SAHA remarkably enhances antitumor immunity in a mouse model
Next, we sought to validate the therapeutic effect of SAHA in tumor-bearing mice. To this end, C57BL/6 mice were inoculated subcutaneously with Lewis cells, followed by intratumoral SAHA injection every other day. As shown in Fig. 6A, compared to the control group, SAHA significantly inhibited tumor growth, indicating that SAHA could generate an antitumor effect. In addition, the same experiment was conducted in T cell-deficient nude mice, and we found that SAHA failed to exert an antitumor effect (Fig. 6B), suggesting that SAHA may elicit potent antitumor T cell immunity. To further clarify the immunomodulatory effect of SAHA on T cells, tumor-infiltrating lymphocytes (TILs) were isolated from Lewis cell-derived tumors after intratumoral SAHA injection for five consecutive days. Flow cytometric analysis showed that the percentage of CD8 + T cells in TILs was increased significantly (Fig. 6C). More importantly, SAHA induced a high frequency of IFN-γ + CD8 + T cells in TILs (Fig. 6D). In addition, IFN-γ levels were strikingly upregulated, while TNF-α levels were moderately upregulated in TILs, as demonstrated by ELISA (Fig. S4A, B). All these results reveal the activation and proliferation of tumor-infiltrating CD8 + T cells in the presence of SAHA in vivo.
To further evaluate the influence of SAHA on Lewis-specific CD8 + T cells in vitro, splenic CD8 + T cells purified from mice, immunized with Lewis cell lysates emulsified in Freund’s adjuvant, were cocultured with Lewis cells pretreated with SAHA for 48 h. As a result, SAHA-treated Lewis cells had a greater ability to stimulate T cell proliferation (Fig. 6E) and a higher rate of early and late apoptosis (Fig. 6F). Together, the above data indicate that SAHA can remarkably enhance CD8 + T cell-mediated antitumor immunity by upregulating MHC I expression in Lewis cells.

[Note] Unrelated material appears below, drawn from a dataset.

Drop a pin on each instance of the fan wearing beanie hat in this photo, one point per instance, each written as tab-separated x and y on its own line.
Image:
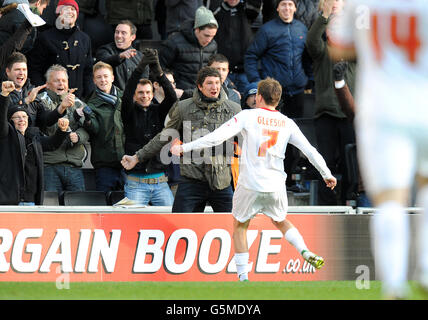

Inhibition of STAT1 and Smad2/3 represses SAHA-mediated antitumor immunity
We then investigated the potential significance of STAT1 and Smad2/3 blockade in SAHA-mediated antitumor immunity. Here, STAT1 and Smad2/3 inhibitors (nifuroxazide and ITD- 1) were used to block the signaling pathway in SAHA-treated mice. As shown in Fig. 7A, SAHA failed to generate a therapeutic effect against Lewis cell-derived tumors when STAT1 and Smad2/3 inhibitors were injected intraperitoneally. Notably, the increase in the percentage of CD8 + T cells and IFN-γ-secreting CD8 + T cells in Lewis cell-derived tumor-infiltrating lymphocytes was also blocked by the inhibitors (Fig. 7B, C), revealing that STAT1 and Smad2/3 are involved in the immunomodulatory effect of SAHA. Moreover, the ability of SAHA-treated Lewis cells to stimulate T cell proliferation was strikingly repressed by silencing STAT1, Smad2, and Smad3 (Fig. 7D). Consistently, when STAT1, Smad2, and Smad3 were knocked down, coculture of specific CD8 + T cells and SAHA-treated Lewis cells did not lead to an increase in the rate of apoptosis (Fig. S4C). Altogether, these results suggest that SAHA-mediated antitumor immunity is regulated through the STAT1 and Smad2/3 pathways.